According to media reports, the International Space Station (ISS) is an incredibly high-tech spacecraft. It's loaded with so much advanced equipment that it's practically a floating science lab.Like any machine, however, it needs some maintenance and repair from time to time, and the upcoming spacewalk will provide ISS with some much-needed upgrades.
NASA has just unveiled its latest spacewalk program. The first will be held on 26 June and the other on 1 July. On both walks, the astronauts were tasked with replacing old and outdated batteries with new, high-capacity ones. Both spacewalks will be conducted by NASA astronauts Chris Cassidy and Robert Behnken. Proceed.
ISS requires a lot of energy and for this it is equipped with a solar array to generate energy. However, because the space station orbits the Earth more than ten times a day, it is often shrouded in Earth's shadow. During those dark moments, the station maintains a steady supply of electricity from the power stored in its batteries. The old, outdated NiMH batteries, however, need to be replaced with new lithium-ion batteries, a project that began three years ago.
The spacewalking astronauts will replace the two power channels in the space station's far-right plate truss (S6 truss) with new lithium-ion batteries Aging nickel-metal hydride batteries, while the new batteries were delivered to the space station by a Japanese cargo ship last month. The battery replacement became the culmination of an energy upgrade during spacewalks that began in January 2017.

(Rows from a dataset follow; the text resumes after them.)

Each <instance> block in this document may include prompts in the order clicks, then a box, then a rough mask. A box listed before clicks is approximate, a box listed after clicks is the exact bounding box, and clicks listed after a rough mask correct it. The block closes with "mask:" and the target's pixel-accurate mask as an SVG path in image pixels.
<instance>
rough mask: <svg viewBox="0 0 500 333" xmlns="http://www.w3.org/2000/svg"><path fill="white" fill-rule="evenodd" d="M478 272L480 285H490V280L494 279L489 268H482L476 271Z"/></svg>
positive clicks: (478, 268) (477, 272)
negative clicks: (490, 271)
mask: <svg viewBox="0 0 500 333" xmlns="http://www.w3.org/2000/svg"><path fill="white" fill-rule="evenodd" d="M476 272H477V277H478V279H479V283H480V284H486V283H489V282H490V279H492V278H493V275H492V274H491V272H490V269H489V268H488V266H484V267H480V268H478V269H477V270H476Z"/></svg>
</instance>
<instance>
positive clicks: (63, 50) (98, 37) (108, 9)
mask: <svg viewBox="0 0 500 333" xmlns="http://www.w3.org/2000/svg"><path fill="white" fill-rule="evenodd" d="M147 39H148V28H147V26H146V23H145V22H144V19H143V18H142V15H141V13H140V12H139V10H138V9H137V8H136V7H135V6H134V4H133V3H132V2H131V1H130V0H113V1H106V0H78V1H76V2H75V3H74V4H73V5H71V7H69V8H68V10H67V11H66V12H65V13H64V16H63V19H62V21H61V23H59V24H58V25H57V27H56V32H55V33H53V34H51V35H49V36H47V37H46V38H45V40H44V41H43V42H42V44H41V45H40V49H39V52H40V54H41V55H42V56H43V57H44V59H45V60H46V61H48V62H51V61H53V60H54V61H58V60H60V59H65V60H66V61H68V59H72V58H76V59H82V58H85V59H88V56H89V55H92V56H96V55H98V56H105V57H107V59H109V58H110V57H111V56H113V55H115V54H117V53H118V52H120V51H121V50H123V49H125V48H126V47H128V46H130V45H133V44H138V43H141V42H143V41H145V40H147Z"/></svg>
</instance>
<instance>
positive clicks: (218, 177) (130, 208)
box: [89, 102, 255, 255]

Ensuring that the space station has a fully functional power system is essential not only for the scientific research being conducted there, but also for living there. The well-being of the astronauts is also crucial. ISS has been orbiting the Earth since the late 1990s, and due to the need for regular upgrades and maintenance it still has sufficient The life.
Currently, the ISS is expected to continue to operate and is estimated to continue to host astronauts until at least 2030.
It's also worth noting that the timeline for NASA's 2024 lunar exploration efforts is already tight, and any delay could result in a significant delay in the actual mission date to return humans to the moon.